R + Shiny + randomForest with base graphics and ggplot2
Some time ago I began work on a Shiny web app for nonparametric regression and classification (“supervised learning”, “machine learning”, insert other magical thinking-inducing jargon and buzzwords of your choice), specifically, showcasing the use of the Random Forest recursive partitioning algorithm in R from the
RandomForest package. The app is still under development and needs some work but is well enough along to share. For the time being, the app does not have many input fields and only one dataset. At this stage in its development I have focused my efforts on coding the graphical outputs, using both base graphics and
Output graphics, tables and summaries include:
- Mean classification error for the different response classes
- Confusion matrix
- Class margins (defined by ‘majority vote’ method)
- Partial dependance plot
- Outlier plot
- 2D multidimensional scaling
- Multiple importance measures: Out of Bag, GINI, and importance matrix
- Error rates
- Variable use (node splits)
- Stepwise variable selection using replicated, nested 5-fold cross-validation
There is one major caveat I need to make clear. The ‘Number of Variables’ panel allows the user to perform nested 5-fold cross-validation on a sequentially reduced predictor set with replication. This is time-intensive. Fortunately, on RStudio’s Spark server where the app is hosted at the time of this posting, I seem to be able to access multiple processing cores and by writing my R code for parallelization and using the base R
parallel package, I cut the processing time down substantially. In general it seems to take about 30 seconds to run.
However, at this time, the app is hosted under a free Shiny Server account with RStudio. One of the drawbacks is multiple users visiting an app url in their browser have their interactions with the one existing R session placed in a queue. They must take turns waiting for each other’s submissions to run. For the most part no one ever notices any lag because the reactivity in Shiny apps is fairly instantaneous. But here is a process that takes noticeable time to execute. One thing that is good practice in this situation is to intentionally introduce a break in the reactivity. I wouldn’t want this running against a user’s explicit intent, for example if they clicked on ‘Number of Variables’ in the sidebar by accident, or seeing what it is, deciding they do not want to run it. So I introduce the action button for these kinds of situations. Although changes to various inputs, or even just visiting the panel, could trigger a reactive flush, in this case all other inputs are isolated from reactivity and nothing will refresh and the replicated cross validation will not execute unless the user presses the action button.
Breaking the reactivity with an action button and including some notification on the page describing what will occur is an acceptable approach when considering one user. But say the user decides to run the cross-validation. They may not mind waiting 30 seconds for this process to produce results. They might even be content to wait for 30 minutes. However, if other users are simultaneously interacting with the app, or visit the app while this process has been executed by another user, they will go into the queue. From their perspective the app will be non-responsive. This is not acceptable. But this is a drawback to the free version of Shiny Server. Until I have the opportunity to upgrade to the commercial version (which I believe may have just been released around the time of this posting), it is something to be aware of if you are using the app. With the commercial version, however, there is the option to configure an app to launch more R processes than just the one, up to as many as one unique R process for every visitor.

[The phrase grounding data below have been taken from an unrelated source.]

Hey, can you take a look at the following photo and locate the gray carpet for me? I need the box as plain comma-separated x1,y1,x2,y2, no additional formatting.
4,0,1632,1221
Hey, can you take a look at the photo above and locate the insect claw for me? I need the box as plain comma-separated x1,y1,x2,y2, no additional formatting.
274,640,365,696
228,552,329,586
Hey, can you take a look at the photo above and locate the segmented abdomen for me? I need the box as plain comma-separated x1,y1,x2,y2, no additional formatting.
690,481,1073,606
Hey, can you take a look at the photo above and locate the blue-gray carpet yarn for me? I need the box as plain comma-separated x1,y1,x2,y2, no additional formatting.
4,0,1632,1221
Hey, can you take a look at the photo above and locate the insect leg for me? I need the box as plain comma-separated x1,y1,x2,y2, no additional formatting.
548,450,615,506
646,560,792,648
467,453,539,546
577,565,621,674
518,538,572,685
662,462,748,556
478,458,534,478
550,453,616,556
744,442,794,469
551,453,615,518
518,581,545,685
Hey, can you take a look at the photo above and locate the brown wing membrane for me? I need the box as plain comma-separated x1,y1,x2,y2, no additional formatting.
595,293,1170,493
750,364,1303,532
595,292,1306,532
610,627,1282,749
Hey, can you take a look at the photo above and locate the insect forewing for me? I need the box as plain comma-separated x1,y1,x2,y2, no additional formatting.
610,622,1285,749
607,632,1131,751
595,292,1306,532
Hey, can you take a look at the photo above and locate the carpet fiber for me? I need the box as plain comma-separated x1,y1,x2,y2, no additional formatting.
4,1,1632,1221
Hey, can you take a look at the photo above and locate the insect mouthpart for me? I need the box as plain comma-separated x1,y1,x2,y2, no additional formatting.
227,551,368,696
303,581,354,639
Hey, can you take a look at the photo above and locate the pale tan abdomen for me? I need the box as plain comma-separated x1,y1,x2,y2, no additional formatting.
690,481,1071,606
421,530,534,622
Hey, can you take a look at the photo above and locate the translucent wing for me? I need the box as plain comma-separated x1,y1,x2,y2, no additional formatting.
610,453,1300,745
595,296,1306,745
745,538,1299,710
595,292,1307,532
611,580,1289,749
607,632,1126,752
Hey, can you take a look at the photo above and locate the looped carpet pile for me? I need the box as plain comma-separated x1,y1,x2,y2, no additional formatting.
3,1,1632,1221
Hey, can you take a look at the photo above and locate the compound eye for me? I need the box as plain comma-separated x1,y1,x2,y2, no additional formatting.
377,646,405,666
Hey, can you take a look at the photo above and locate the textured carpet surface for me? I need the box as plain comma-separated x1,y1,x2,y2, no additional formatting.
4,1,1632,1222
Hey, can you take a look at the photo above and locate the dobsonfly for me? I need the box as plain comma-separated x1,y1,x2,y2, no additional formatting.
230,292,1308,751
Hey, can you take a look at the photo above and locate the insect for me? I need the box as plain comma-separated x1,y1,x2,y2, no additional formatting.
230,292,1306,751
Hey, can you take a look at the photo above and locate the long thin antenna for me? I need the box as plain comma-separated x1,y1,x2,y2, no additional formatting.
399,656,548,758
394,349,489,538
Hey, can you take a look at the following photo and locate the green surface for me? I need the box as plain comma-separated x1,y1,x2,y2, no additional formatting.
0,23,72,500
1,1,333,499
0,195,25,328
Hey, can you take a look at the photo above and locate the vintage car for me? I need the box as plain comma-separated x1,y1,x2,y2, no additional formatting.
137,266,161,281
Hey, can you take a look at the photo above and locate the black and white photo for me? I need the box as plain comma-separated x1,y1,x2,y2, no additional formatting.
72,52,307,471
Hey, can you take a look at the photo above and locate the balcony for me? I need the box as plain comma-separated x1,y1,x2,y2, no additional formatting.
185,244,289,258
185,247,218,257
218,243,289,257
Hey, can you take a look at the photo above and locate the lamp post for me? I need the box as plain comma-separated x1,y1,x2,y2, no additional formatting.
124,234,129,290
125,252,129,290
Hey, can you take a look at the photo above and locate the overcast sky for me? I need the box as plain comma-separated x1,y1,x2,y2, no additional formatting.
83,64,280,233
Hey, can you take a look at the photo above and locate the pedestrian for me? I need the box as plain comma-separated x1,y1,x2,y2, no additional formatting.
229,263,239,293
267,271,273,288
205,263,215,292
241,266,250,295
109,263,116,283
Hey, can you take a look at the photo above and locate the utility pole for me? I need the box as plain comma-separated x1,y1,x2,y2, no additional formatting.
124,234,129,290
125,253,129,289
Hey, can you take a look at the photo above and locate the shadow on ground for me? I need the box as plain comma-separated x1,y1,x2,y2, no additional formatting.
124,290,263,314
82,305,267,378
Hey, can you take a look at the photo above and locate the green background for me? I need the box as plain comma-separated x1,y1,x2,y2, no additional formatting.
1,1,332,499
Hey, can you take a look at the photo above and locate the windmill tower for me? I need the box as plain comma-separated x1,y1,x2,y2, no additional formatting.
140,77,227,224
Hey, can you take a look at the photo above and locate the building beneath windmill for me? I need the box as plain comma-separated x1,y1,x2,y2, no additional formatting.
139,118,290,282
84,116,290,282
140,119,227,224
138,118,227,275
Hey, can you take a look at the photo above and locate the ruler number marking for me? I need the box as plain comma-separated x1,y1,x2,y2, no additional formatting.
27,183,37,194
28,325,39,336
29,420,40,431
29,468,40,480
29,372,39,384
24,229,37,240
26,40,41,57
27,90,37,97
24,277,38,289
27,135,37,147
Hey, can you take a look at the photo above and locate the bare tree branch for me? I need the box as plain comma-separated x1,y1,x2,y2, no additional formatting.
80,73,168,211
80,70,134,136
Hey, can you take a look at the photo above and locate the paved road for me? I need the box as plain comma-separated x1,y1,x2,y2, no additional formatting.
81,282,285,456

Another thing to note is at this time, I am using a developmental version of Shiny (version 0.8.0.99), which includes the otherwise yet to be released
navlistPanel feature. [Update: This feature is now available in the recently released Shiny version 0.9.0.] Until I have time to generalize the app further, I have restricted it to categorical response variables. So it will only do classification, not regression. I need to code some regression-specific plots and add some code to handle the need to display certain plots only when they make sense (and can plot without error). For example, choosing a numerical response variable currently would break any plots that work only with, and make sense for, categorical response data, such as the class margins plot. Presently, the response variable menu only populates with categorical variables from the full list of covariates, but numerical variables are still available under predictors.